In the lesson Introduction to set theory you learned about set notation and various properties of sets. In addition, in this lesson we will talk about some specific sets that are subsets of a certain metric space.

## Open ball

**Definition:** Let $x \in \mathbf{R^{n}}$ and $r>0$. A set

**$$K(x, r) = \{ y \in \mathbf{R^{n}}: d(x,y)<r\} = \left \{y \in \mathbf{R^{n}} : \sqrt{\sum_{i=1}^{n}(x_{i} – y_{i})^{2}}< r \right \}$$**

is called an **open ball** with center *x* and radius *r*.

**N****o****te****:**Expression $d(x, y)$ represents the **distance function**. In other words, *d* is the **standard Euclidean distance** between two points.

Pictures below represent open balls in sets $\mathbf{R}, \mathbf{R^{2}}$ and $\mathbf{R^{3}}$, respectively.

## Open sets

**Definition:** We say that a set $A \subseteq \mathbf{R^{n}}$ is an **open** **set** if

**$$(\forall x \in A) \ (\exists r>0) \ K(x, r) \subseteq A.$$**

In other words, **every open set is the union of open balls**.

You can think of it as a collection of elements that doesn’t include any limit points.
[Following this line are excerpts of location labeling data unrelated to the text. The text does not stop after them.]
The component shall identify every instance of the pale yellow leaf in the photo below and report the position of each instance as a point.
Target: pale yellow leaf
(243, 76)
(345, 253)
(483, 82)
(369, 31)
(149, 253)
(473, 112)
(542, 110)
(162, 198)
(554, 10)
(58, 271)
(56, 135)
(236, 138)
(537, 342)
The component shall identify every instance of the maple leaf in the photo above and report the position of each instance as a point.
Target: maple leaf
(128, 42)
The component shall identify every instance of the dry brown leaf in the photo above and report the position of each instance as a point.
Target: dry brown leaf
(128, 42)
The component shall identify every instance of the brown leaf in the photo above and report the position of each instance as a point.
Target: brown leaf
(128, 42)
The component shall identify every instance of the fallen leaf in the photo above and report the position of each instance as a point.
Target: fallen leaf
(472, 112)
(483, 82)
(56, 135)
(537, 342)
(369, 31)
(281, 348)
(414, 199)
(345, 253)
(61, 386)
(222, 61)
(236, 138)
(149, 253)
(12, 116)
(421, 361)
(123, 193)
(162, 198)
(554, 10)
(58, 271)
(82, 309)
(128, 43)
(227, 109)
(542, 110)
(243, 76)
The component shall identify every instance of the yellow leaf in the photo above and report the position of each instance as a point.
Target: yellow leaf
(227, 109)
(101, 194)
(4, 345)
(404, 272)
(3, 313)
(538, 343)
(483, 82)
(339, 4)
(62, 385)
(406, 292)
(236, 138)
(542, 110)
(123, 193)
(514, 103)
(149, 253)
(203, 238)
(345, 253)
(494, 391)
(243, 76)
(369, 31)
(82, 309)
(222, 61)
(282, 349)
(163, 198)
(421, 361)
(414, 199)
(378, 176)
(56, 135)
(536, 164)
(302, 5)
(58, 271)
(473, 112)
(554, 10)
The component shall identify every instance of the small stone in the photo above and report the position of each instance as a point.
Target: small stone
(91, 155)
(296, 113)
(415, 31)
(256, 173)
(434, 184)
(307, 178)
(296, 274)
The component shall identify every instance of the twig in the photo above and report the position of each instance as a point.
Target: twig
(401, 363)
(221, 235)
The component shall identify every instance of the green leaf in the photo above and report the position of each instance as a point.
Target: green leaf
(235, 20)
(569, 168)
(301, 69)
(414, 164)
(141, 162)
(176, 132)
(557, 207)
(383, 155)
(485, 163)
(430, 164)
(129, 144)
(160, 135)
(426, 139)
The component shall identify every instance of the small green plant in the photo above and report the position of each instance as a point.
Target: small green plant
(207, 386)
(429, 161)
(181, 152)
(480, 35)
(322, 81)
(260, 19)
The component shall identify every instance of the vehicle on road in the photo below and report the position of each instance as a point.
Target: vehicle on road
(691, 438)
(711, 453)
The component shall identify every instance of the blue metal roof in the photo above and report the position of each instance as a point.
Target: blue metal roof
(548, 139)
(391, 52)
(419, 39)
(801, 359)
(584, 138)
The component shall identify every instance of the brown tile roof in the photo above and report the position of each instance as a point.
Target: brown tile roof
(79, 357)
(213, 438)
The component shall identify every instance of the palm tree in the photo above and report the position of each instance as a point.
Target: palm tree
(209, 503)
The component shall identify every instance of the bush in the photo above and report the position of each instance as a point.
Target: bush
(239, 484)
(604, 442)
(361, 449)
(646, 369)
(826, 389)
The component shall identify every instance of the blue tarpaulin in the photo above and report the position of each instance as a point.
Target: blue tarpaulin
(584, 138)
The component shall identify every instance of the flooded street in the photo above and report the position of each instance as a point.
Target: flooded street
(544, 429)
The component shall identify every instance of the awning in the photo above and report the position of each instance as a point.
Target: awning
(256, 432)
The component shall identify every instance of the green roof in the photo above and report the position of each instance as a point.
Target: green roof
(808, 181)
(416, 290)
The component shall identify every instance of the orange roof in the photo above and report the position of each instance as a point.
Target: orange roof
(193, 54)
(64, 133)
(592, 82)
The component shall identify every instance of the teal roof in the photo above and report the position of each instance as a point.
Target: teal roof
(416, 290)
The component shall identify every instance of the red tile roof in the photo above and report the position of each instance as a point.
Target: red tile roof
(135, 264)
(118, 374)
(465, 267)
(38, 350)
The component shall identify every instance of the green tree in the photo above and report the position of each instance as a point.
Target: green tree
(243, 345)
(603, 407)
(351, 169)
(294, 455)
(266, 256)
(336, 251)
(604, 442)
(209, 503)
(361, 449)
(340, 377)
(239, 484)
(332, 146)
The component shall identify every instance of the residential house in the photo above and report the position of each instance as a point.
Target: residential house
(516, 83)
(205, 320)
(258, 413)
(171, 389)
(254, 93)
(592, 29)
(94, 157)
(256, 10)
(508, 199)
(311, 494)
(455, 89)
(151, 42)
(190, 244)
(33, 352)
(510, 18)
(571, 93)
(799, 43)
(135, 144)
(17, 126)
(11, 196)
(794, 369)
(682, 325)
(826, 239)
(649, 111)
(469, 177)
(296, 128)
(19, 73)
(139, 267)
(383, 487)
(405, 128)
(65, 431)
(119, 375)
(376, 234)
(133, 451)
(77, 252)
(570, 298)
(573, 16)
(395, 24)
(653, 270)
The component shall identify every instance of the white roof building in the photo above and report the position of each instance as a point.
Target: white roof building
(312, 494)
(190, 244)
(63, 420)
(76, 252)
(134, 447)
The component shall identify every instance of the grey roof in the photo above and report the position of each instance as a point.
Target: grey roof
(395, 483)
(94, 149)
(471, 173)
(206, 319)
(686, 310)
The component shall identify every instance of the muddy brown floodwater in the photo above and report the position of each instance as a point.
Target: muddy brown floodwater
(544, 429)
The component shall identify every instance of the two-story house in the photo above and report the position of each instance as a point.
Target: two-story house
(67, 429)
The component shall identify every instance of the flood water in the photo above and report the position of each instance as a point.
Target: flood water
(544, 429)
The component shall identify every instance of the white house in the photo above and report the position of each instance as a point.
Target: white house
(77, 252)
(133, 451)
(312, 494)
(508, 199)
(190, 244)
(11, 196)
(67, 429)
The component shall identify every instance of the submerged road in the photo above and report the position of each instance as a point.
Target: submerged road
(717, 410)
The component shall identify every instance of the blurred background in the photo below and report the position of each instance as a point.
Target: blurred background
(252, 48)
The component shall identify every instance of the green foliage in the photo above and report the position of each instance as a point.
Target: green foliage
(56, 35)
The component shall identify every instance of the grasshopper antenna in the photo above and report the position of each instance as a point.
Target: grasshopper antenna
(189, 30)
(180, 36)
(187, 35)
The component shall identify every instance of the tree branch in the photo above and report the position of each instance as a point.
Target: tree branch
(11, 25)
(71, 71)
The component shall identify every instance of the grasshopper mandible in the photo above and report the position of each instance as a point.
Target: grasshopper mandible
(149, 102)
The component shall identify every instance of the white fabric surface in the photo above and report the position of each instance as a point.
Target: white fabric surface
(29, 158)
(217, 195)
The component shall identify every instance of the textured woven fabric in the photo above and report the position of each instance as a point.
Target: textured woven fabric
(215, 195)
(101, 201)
**Example 1:** An open ball $K(x, r)$ is an open set.

**Example 2:** An open interval $\left<0, 1\right>$ is an open set in $\mathbf{R}$, but not in $\mathbf{R^{2}}$. More precisely, it is not an open set in $\mathbf{R^{2}}$ because we identify it with a set $\{(x, 0): 0< x < 1 \subset \mathbf{R^{2}}\}$.

Moreover, any open interval is an open set.

**Example 3:** $\emptyset$ and $\mathbf{R^{n}}$ are open sets.

## Topology on a set

**Theorem:** Let *X* be a metric space. Furthermore, let $\mathcal{T}$ be a family of all open sets with properties:

(1) $\emptyset, X \in \mathcal{T}$

(2) the union of any family from $\mathcal{T}$ is from $\mathcal{T}$, i.e.

$$U_{\alpha}\in \mathcal{T} \rightarrow \bigcup U_{\alpha}\in \mathcal{T}$$

(3) the intersection of any finite family of elements from $\mathcal{T}$ is an element from $\mathcal{T}$, i.e.

$$U_{i} \in \mathcal{T}, \ i = 1, \cdots, m, \rightarrow \bigcap_{i=1}^{m} U_{i} \in \mathcal{T}.$$

**Definition:** We say that $\mathcal{T}$ is a** topological structure** or simply a **topology** on set X. Furthermore, ordered pair **$(X, \mathcal{T})$** is called a **topological space**.

Elements of a set *X* are **points** and elements of a family $\mathcal{T}$ are **open sets** of the topological space $(X, \mathcal{T})$.

**Example 4:** Let $X = \{1, 2, 3\}$ and $\mathcal{T} = \{\emptyset, X, \{1, 2\}, \{1, 3\}\}$. Is $\mathcal{T}$ a topology on *X*?

**Solution: **$\mathcal{T}$ is not a topology on *X *because $\{1, 2\} \cap \{1, 3\} = \{1\} \notin X$.

## Interior of a set

**Definition:** Let $A \subseteq \mathbf{R}$. A point $x \in A$ is the **interior point** of a set *A* if there exists an open set *U* such that $x \in U \subseteq A$.

The **interior** of a set *A* is a set of all interior points. In other words,

$$IntA = \{x \in \mathbf{R^{n}}: \exists r >0, \ K(x, r) \subseteq A\}.$$

**Example 5:** *Int A* is an open set. Moreover, it is the largest open set in *A*.

**Example 6:** Interior of a set $S = \{(x, y) \in \mathbf{R}^{2} : 0< x \leq 1\}$ is $Int S = \{(x, y) \in \mathbf{R}^{2} : 0 < x < 1\}$.

Namely, we can put all points $(x, y)$ (for which $0 < x < 1$ is valid) in an open set in *S*, so all that points are in *Int S*. On the other side, for a point $(1, y)$ every open set of radius *r* contains a point which is not an element of *S*. For instance, point $\left (1 +\frac{r}{2}, y \right)$. Therefore, every open set which contains a point $(1, y)$, also contains a point which is not in *S*.